Many believe, incorrectly, that the Immaculate Reception happened en route to Pittsburgh’s first Super Bowl win. In reality, the Steelers lost the following weekend, to the unbeaten Dolphins in the 1972 AFC Championship. Two years later, the Steelers won the Super Bowl, beating the Vikings.
That reality was met with encouragement by plenty of Vikings fans four years ago, after the Minneapolis Miracle (which happened on January 14, 2018) ended a week later with a loss to the Eagles in the NFC Championship. The glass wasn’t half full; the cup was about to runneth over for those shouting SKOL! before taking the first gulp. It was just a matter of time before the Vikings finally got back to the Super Bowl for the first time since 1976, right? Um. Wrong.

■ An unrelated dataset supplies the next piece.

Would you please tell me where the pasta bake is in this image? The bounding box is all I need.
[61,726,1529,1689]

Since 2018, the Vikings have regressed. In hindsight, maybe they should have kept quarterback Case Keenum (who threw the pass that sparked a miracle) instead of going all in for Kirk Cousins. After four seasons with (and countless millions paid to) Cousins, the Vikings seem much farther away from a championship than they were after one of the most dramatic moments in league history.

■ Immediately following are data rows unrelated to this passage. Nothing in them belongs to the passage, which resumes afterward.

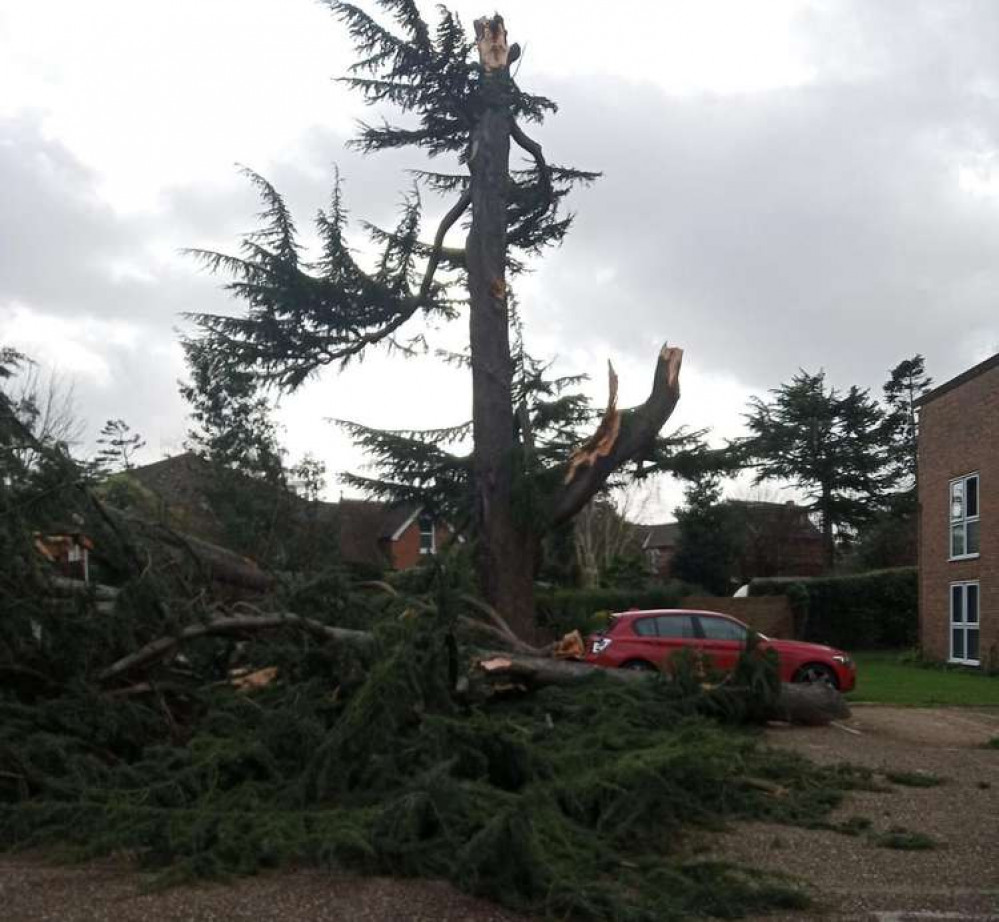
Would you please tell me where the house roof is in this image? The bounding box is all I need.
[381,503,422,541]
[726,500,822,539]
[643,522,680,550]
[337,499,391,567]
[123,454,435,568]
[915,351,999,408]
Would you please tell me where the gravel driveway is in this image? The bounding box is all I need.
[2,705,996,922]
[709,704,999,921]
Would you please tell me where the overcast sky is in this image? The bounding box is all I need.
[3,0,998,520]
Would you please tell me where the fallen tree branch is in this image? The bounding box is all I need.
[106,508,275,593]
[468,651,850,725]
[99,612,374,683]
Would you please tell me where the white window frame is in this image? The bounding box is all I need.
[949,581,980,666]
[949,472,980,561]
[418,514,435,555]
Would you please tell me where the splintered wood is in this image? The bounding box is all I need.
[565,361,620,483]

No longer content to be “just good enough,” Vikings ownership has cleaned house in an effort to consistently contend for championships. The hires they will soon make, for a new G.M. and a new head coach, will go a long way toward determining whether the franchise will finally realize its decades-long obsession to win a Super Bowl.
Today’s anniversary is a jarring reminder of the vibe that surrounded the Vikings just four years ago. Within the next four years, can they reverse the current path and finish the job that the team came close to accomplishing in 2009 and 2017? It all comes down to the persons the Wilfs hire, and then what they do once they settle in to their new jobs.